The GAO reviewed the DARC in its annual assessment of the Department of Defense acquisition programs, released last week, and took a critical lens on some facets. This includes that the program “has not completed other key activities to establish a strong business case, such as formal technology and schedule risk assessments,” the GAO report said.

In particular, the GAO was concerned about the risks associated with the planned 2025 program delivery of the first of three planned radar sites due to software development issues, which the report says have already encountered difficulties, including an increase costs. But SSC and Northrop Grumman told Breaking Defense it was fine.

“Software development efforts are on track and have seen no cost increases. In fact, more software reuse from other programs in the field is being applied to Deep Space Advanced Radar Capability (DARC) than originally anticipated, so the risk associated with software development has decreased,” said a carrier. word of SSC in an e-mail.

Kevin Giammo, Space Director of Northrop Grumman Space System’s Environmental Surveillance and Intelligence Business Unit, confirmed, “Our software development efforts are on track, including our activities to adapt existing radar and algorithmic software from existing systems.
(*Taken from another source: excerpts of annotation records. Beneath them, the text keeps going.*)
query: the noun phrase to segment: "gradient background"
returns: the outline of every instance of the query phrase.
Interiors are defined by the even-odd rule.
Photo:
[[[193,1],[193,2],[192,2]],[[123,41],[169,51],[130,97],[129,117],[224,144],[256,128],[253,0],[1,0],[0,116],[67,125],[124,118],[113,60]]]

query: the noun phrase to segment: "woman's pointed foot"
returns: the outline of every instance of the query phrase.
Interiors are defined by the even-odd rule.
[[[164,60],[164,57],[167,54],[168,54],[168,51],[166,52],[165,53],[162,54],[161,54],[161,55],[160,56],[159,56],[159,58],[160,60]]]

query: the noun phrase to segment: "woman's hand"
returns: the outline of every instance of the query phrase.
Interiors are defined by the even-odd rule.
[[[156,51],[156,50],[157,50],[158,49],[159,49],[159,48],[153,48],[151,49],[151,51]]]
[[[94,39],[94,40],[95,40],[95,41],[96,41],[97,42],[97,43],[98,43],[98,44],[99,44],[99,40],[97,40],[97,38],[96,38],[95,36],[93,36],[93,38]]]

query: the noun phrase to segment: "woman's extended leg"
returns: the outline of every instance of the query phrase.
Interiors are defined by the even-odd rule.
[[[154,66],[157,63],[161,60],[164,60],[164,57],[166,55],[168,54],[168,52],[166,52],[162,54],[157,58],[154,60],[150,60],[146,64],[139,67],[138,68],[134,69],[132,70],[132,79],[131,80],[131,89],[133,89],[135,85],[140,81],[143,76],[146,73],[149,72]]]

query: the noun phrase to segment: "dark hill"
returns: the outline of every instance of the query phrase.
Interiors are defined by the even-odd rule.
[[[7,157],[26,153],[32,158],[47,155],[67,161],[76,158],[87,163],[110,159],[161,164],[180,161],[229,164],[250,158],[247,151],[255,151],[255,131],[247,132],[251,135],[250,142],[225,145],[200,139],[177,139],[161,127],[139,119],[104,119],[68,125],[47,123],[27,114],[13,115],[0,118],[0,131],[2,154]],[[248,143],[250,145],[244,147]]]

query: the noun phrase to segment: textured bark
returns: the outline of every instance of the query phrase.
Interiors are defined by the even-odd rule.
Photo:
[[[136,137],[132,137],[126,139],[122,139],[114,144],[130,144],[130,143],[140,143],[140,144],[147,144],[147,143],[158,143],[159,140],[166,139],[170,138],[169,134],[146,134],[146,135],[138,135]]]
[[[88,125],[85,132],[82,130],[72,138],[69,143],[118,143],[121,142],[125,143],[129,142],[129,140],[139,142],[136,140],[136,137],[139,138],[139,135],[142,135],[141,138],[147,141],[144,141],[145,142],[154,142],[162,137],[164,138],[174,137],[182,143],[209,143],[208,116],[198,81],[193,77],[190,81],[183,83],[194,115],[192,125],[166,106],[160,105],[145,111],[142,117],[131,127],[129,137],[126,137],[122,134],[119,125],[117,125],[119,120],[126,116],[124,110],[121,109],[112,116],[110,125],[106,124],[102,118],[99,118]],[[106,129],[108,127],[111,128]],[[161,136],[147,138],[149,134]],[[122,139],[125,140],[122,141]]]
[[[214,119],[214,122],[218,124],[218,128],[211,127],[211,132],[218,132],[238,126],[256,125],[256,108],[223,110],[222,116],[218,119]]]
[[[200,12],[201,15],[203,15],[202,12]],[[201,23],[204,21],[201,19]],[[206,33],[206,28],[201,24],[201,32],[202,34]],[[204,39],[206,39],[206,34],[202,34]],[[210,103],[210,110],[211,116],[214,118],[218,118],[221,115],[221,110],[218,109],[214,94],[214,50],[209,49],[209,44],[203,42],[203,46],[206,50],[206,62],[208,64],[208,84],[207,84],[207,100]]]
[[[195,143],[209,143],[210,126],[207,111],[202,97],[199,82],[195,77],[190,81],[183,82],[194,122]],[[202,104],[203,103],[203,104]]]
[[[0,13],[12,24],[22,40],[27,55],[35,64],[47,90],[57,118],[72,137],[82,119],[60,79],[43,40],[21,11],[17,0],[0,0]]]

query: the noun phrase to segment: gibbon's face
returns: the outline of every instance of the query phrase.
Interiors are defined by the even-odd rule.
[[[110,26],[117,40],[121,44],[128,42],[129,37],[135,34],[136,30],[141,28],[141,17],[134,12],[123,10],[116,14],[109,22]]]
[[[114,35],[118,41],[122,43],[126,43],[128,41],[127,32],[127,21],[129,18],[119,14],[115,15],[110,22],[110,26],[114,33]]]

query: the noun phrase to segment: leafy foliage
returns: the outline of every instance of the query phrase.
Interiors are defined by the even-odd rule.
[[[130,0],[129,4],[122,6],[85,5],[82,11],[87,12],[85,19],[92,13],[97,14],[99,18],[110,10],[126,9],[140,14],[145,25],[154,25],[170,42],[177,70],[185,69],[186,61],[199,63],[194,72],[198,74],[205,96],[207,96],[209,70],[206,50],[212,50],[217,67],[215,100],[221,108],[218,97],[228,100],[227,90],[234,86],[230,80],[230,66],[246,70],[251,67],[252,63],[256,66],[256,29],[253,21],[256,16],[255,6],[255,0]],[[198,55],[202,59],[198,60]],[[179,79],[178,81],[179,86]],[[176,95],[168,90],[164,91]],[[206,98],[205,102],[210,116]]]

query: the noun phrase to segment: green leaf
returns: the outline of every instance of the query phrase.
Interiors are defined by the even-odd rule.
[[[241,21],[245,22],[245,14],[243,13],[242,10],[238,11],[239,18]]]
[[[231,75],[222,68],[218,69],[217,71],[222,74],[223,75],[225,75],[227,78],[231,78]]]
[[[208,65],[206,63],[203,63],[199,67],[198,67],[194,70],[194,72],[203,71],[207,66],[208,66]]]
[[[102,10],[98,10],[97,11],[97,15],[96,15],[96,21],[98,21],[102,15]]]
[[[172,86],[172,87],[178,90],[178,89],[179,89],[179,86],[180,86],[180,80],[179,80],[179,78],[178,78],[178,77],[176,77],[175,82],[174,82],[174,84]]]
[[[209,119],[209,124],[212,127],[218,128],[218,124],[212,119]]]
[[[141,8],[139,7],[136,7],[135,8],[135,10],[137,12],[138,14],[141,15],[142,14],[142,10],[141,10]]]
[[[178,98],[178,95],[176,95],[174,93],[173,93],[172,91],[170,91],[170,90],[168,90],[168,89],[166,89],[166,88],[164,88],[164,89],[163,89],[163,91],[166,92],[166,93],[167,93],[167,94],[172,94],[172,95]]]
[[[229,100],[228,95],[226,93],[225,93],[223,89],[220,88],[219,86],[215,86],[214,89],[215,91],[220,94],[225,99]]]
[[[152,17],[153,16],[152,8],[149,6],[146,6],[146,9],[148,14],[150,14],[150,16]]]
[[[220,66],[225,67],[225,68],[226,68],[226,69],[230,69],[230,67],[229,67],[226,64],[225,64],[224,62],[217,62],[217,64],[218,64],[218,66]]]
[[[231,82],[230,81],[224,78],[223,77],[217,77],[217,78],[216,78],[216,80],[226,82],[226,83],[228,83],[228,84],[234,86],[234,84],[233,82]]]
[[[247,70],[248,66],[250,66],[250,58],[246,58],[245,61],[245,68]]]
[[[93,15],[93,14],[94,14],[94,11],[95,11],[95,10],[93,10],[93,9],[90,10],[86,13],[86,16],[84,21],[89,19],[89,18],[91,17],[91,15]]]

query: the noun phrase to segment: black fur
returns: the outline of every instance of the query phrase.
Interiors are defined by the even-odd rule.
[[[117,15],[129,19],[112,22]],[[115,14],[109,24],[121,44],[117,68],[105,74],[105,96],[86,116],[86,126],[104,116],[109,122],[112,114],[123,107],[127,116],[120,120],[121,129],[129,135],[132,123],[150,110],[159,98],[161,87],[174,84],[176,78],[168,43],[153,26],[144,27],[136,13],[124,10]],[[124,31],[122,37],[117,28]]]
The GAO report also expressed concern “Space Force intends to begin construction of Sites 2 and 3 before the completion of Site 1 and the expected achievement of technology maturity. Initiate construction of follow-up sites before demonstrating the basic capabilities associated with Site 1 compounds the existing risks.”

The SSC spokesperson, however, stressed the need to move quickly on the DARC prototype effort.
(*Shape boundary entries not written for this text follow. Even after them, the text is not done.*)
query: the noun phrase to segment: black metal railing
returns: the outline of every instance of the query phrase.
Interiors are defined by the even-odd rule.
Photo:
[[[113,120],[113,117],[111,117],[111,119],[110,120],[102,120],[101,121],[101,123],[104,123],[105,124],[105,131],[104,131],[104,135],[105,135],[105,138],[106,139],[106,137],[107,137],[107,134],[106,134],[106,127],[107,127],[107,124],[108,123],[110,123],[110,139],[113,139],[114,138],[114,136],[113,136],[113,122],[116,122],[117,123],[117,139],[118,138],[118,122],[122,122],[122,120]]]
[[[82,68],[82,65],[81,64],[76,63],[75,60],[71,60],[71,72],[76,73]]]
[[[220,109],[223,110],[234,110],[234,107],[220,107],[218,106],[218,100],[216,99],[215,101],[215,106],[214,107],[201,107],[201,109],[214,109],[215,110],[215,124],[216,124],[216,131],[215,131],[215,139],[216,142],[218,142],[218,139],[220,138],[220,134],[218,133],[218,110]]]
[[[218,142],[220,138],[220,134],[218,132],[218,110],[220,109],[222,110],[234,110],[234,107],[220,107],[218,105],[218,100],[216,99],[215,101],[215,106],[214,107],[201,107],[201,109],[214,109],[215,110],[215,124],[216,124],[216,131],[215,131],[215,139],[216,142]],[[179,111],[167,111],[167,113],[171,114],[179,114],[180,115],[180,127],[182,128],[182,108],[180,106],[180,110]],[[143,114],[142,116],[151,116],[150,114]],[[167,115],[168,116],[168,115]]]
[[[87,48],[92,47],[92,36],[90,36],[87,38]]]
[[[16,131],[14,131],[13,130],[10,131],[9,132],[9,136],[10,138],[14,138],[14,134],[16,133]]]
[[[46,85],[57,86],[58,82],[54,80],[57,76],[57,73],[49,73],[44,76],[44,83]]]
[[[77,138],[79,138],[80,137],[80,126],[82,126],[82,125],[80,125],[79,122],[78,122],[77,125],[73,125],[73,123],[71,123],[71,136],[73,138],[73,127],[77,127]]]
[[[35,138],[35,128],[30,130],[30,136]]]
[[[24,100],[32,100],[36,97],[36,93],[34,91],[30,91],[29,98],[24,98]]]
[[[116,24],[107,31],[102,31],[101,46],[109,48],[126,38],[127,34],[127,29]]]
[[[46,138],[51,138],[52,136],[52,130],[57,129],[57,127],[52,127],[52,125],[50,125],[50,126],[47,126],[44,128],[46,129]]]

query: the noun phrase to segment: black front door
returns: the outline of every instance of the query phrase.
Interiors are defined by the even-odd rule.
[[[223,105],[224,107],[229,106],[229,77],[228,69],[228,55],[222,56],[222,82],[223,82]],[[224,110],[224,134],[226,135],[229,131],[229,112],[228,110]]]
DARC Demonstration at White Sands Missile Base

SSC demonstrated a small-scale version of the DARC at the White Sands Missile Field in New Mexico last December. (Photo: Space Systems Command)

“The threat requires us to quickly build the full DARC system. The successful demonstration of DARC technology built at White Sands Missile Range and demonstrated in the summer of 2021 was a significant achievement in demonstrating this capability, reducing technical risk to the program, and validating government reference architecture (GRA) which is used to build the three DARC sites,” the spokesperson wrote.
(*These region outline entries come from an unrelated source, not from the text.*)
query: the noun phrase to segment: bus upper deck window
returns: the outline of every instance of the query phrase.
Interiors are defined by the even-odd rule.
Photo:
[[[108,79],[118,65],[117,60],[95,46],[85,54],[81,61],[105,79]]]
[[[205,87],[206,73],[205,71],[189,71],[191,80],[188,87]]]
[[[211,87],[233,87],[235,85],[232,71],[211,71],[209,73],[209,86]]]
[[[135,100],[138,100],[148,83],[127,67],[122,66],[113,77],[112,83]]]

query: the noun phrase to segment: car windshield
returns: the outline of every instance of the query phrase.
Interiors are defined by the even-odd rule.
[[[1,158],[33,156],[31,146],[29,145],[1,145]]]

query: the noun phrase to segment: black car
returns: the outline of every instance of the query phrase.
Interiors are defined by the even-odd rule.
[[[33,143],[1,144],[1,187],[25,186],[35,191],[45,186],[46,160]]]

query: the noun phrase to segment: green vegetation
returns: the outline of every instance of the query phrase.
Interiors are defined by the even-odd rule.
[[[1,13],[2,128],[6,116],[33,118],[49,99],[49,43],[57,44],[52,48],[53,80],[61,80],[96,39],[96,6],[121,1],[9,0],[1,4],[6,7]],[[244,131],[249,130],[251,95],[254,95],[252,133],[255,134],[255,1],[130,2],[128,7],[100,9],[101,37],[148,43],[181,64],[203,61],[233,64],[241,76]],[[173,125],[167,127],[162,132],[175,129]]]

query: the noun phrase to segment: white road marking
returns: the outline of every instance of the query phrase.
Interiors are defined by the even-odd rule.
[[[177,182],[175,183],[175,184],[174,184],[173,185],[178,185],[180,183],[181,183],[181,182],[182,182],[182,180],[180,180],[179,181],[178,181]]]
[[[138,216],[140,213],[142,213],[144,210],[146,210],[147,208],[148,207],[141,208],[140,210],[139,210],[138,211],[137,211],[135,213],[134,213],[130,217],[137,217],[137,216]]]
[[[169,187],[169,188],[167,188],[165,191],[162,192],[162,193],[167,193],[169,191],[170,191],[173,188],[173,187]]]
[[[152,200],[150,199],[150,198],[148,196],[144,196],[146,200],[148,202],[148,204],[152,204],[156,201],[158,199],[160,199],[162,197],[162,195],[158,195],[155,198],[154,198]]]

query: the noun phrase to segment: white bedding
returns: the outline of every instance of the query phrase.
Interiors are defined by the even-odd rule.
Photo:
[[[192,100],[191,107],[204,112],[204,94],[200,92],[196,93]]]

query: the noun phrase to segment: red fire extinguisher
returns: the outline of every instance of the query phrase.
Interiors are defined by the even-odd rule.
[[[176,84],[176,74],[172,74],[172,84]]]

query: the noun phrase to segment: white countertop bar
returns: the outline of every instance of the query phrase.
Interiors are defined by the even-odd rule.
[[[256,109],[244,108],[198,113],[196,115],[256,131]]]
Space Force requested nearly $231 million in its fiscal year 2023 budget request for the program. The department’s budget justification documents, or j-books, indicate that DARC Site 1 will cost a total of $866.3 million, including research and development and the purchase of prototypes, but commissioning keep in mind that the site is not really fully funded over the next five years. Years Defense Program (FYDP).

This is potentially a problem down the road for DARC, as according to a spokesperson for the Secretary of Defense’s office, DoD policy is that MTAs should be fully funded through the FYDP – with the acquisition of space and budgeting overseen by the Department of Defense. Aviation.

“The Department of the Air Force is evaluating all options to address MTA program funding gaps, including additional funding in a future budget request, performance exchanges based on technical maturity, or transition to alternative paths,” the j-books state.

However, the SSC spokesperson appeared to refute the service’s budget language.

“DARC Site 1 is a rapid prototype under MTA and provides an operational capability to leave behind once commissioned. The DARC 1 site is fully funded and the acquisition strategy is still being determined for the DARC 2 and 3 sites.”

Finally, the GAO report raised some concern that the Space Force’s ongoing negotiations with partner nations for the siting of DARC facilities may not be completed in time to meet the current schedule. However, the SSC spokesperson said that was not a problem.

“There is great commitment from our partners in Europe and the Pacific who see the need and urgency for a DARC capability. Negotiations are on track to finalize the agreement by April 2023” , the spokesperson wrote.